Bangladesh Film Artistes Association
- Formation: 1984
- Type: Artists Association
- Legal status: Private organization
- Headquarters: Dhaka, Bangladesh
- Location: BFDC;
- President: Shiba Shanu
- General Secretary: Joy Chowdhury

= Bangladesh Film Artistes Association =

Organization of Bangladeshi film artists

The Bangladesh Film Artistes Association (বাংলাদেশ চলচ্চিত্র শিল্পী সমিতি) is an organization of Bangladeshi film artists. It carries out various activities for the benefit of film artists of Bangladesh. Shiba Shanu is the current president of the organization, and Joy Chowdhury is the general secretary.

== History ==
In 1952, an organization named the East Bengal Film Association (Purbobongo Cholocchitro Shomiti) was established in Dhaka. Over time, this organization gradually evolved and eventually became known as the Bangladesh Film Artistes' Association.
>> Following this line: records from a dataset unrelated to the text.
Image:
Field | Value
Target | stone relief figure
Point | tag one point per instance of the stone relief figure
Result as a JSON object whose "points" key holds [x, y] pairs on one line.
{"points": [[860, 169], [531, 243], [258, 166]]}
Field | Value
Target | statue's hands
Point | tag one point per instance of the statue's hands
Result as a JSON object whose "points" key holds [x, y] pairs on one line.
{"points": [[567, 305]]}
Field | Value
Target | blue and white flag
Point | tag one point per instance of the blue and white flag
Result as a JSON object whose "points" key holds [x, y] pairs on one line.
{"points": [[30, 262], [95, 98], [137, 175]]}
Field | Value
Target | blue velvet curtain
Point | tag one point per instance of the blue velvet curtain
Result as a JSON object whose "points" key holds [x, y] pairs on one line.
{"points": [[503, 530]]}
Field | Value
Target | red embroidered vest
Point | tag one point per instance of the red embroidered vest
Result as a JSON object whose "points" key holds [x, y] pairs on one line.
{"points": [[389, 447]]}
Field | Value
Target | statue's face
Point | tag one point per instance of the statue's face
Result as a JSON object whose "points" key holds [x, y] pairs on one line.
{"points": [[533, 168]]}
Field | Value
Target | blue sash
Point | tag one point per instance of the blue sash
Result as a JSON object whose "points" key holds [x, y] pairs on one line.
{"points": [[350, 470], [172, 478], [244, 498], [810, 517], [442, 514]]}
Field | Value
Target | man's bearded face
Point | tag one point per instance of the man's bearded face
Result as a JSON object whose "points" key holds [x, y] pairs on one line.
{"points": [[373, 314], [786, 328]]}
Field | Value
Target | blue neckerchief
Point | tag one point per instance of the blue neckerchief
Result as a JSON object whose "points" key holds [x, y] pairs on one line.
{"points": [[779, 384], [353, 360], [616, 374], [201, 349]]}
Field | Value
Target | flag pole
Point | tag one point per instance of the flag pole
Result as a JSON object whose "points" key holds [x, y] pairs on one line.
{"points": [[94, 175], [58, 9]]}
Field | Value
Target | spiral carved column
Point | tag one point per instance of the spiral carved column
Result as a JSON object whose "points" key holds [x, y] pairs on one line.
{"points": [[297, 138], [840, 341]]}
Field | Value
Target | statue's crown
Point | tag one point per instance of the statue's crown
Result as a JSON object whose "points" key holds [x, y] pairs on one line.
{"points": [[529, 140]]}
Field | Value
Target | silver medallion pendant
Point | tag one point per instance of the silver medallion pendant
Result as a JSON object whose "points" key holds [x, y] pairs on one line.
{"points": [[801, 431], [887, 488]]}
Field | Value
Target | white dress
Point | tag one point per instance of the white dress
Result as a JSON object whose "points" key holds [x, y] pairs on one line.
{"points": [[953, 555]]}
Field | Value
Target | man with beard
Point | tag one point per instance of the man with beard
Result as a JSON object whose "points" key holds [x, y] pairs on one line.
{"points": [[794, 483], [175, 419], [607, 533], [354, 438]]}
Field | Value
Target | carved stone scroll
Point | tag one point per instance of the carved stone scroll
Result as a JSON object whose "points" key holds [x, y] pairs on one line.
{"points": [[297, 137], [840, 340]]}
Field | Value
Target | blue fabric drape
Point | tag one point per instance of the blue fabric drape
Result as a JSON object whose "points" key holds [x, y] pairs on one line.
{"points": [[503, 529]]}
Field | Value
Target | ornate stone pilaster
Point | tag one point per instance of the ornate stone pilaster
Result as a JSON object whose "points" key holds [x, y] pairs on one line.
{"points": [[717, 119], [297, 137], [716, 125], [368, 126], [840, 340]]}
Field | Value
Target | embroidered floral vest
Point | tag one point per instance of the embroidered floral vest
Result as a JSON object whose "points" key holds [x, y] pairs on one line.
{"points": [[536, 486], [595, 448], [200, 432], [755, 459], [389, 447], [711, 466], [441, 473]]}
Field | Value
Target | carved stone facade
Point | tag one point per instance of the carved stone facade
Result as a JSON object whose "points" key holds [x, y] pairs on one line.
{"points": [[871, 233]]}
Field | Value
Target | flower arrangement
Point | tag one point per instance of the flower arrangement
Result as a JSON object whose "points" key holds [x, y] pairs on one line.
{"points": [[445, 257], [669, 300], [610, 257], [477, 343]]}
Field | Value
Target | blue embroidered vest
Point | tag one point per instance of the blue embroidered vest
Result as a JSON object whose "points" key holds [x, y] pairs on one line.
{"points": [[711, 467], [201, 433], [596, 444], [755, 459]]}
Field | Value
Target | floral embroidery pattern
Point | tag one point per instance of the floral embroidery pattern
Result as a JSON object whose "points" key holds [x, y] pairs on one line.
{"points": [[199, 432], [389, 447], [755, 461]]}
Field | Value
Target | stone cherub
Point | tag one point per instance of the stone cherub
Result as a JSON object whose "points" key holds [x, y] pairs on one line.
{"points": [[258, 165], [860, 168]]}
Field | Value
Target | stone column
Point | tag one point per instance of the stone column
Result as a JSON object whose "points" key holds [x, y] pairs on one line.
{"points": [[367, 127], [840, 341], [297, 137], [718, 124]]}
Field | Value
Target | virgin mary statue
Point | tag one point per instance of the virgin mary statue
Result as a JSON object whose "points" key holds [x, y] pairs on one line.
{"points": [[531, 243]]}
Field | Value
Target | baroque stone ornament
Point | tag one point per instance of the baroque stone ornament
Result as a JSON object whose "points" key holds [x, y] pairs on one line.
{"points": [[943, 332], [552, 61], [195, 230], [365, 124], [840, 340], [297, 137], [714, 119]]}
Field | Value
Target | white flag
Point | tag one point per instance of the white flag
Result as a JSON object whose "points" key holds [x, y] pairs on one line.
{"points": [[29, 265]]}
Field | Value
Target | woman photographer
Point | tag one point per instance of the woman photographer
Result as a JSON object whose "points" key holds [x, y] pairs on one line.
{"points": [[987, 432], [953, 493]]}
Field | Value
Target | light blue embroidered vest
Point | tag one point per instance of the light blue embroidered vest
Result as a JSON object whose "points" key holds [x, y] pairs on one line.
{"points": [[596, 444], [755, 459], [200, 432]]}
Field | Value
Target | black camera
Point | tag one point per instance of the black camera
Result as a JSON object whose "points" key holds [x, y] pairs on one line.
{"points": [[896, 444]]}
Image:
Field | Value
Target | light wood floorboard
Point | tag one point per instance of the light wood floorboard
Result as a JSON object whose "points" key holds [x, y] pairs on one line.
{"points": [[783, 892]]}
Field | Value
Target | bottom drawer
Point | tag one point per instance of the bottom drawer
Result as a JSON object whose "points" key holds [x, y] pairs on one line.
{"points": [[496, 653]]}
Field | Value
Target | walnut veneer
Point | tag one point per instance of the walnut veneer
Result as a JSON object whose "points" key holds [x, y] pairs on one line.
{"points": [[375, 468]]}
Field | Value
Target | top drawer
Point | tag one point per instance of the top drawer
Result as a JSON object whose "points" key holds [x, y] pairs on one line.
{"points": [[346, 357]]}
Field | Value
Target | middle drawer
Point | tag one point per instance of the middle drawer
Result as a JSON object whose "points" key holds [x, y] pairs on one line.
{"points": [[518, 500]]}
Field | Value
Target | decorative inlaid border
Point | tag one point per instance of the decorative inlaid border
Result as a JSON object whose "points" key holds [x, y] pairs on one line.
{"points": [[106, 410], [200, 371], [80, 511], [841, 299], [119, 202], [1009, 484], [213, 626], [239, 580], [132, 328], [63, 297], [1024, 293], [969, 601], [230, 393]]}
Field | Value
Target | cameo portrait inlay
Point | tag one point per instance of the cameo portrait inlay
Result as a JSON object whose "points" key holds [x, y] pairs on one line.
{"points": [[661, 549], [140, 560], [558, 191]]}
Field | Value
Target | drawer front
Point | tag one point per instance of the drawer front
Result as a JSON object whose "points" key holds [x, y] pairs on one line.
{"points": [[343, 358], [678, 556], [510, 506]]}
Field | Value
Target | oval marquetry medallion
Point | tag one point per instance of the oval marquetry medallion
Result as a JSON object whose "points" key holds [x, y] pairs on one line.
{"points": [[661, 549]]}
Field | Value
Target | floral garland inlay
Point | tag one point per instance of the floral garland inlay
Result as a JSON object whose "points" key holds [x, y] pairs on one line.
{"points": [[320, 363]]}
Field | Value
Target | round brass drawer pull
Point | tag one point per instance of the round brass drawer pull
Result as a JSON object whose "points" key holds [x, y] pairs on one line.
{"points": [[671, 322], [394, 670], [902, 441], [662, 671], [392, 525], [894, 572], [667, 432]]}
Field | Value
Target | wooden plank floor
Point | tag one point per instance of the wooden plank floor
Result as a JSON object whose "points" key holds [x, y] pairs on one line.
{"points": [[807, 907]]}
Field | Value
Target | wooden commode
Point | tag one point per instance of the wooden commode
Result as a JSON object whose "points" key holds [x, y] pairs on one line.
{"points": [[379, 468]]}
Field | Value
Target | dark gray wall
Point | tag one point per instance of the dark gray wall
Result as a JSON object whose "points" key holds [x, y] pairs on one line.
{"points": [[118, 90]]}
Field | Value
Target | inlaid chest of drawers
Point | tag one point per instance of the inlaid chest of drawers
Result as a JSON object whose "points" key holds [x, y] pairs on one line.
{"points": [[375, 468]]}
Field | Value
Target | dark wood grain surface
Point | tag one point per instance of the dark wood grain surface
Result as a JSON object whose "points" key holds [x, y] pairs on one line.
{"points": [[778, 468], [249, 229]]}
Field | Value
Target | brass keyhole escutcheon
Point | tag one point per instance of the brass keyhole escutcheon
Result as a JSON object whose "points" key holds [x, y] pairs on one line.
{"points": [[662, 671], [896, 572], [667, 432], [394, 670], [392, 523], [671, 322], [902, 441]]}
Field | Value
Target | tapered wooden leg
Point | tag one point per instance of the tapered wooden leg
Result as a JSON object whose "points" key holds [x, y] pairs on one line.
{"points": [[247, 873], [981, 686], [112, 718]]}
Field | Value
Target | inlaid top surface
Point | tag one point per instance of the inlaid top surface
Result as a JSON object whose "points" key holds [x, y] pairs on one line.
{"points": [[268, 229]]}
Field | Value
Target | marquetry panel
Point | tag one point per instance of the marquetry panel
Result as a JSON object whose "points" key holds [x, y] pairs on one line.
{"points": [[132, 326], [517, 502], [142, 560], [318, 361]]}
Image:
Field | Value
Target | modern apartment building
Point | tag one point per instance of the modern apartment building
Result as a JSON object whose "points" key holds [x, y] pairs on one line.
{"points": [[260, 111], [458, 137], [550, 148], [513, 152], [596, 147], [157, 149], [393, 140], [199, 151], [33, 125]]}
The association formally began its journey under this new identity in 1984. Its official office is currently located at the Bangladesh Film Development Corporation (BFDC) premises in Dhaka.

== Committee ==
Shiba Shanu was elected as the new president of Bangladesh Film Artistes Association for the term 2026–2028, and Joy Chowdhury was elected as the general secretary.

| Title | Name |
|---|---|
| President | Shiba Shanu |
| Vice President | D. A. Tayeb |
| Vice President | Ilias Kobra |
| General Secretary | Joy Chowdhury |
| Deputy General Secretary | Subrata |
| Organizing Secretary | Sony Rahman |
| Office and Publicity Secretary | Jacky Alamgir |
| International Affairs Secretary | Parvez Chowdhury Abir |
| Culture and Sports Secretary | Maruf Akib |
| Treasurer | Kamruzzaman Komol |
| Executive member | Ali Raj |
| Executive member | Kabila |
| Executive member | Kayes Arju |
| Executive member | Jesmin Akter |
| Executive member | Nasrin |
| Executive member | Farhad |
| Executive member | Shipan Mitra |
| Executive member | Raka |
| Executive member | Chikon Ali |
| Executive member | Shirin Shila |
| Executive member | Sushanta |

== Former leaders ==

| President | General Secretary | Term |
|---|---|---|
| Razzak | Ahmed Sharif | 11/05/1984 to 11/08/1984 |
| Khalil Ullah Khan | Ahmed Sharif | 11/08/1984 to 03/07/1987 |
| Khalil Ullah Khan | Ahmed Sharif | 03/07/1987 to 18/08/1989 |
| Ahmed Sharif | Ilias Kanchan | 18/08/1989 to 30/08/1991 |
| Ahmed Sharif | Mahmud Koli | 30/08/1991 to 19/09/1993 |
| Alamgir | Mahbub Khan Gui | 19/09/1993 to 13/10/1995 |
| Ahmed Sharif | Mahmud Koli | 13/10/1995 to 14/12/1997 |
| Mahmud Koli | Mizu Ahmed | 14/12/1997 to 09/12/1999 |
| Mahmud Koli | Mizu Ahmed | 09/12/1999 to 05/05/2002 |
| Ahmed Sharif | Dipjol | 05/05/2002 to 22/12/2004 |
| Mizu Ahmed | Manna | 22/12/2004 to 10/12/2009 |
| Mizu Ahmed | Rubel | 10/12/2009 to 25/05/2011 |
| Shakib Khan | Misha Sawdagor | 25/05/2011 to 06/02/2015 |
| Shakib Khan | Amit Hasan | 06/02/2015 to 25/05/2017 |
| Misha Sawdagor | Zayed Khan | 25/05/2017 to 26/10/2019 |
| Misha Sawdagor | Zayed Khan | 26/10/2019 to 29/01/2022 |
| Ilias Kanchan | Nipun | 29/01/2022 to 19/04/2024 |
| Misha Sawdagor | Dipjol | 2024–2026 |
| Shiba Shanu | Joy Chowdhury | 2026–present |

== Controversy ==
During the vote counting for the 2017–18 term elections of the Bangladesh Film Artistes' Association in 2017, notable Bangladeshi actor Shakib Khan was attacked at BFDC. On 8 May 2017, Khan filed a complaint at Tejgaon Industrial Police Station, accusing several individuals, including actors Symon Sadik and Zayed Khan. The officer-in-charge of Tejgaon Industrial Police Station, Abdur Rashid, confirmed to bdnews24.com that Shakib Khan had filed the complaint.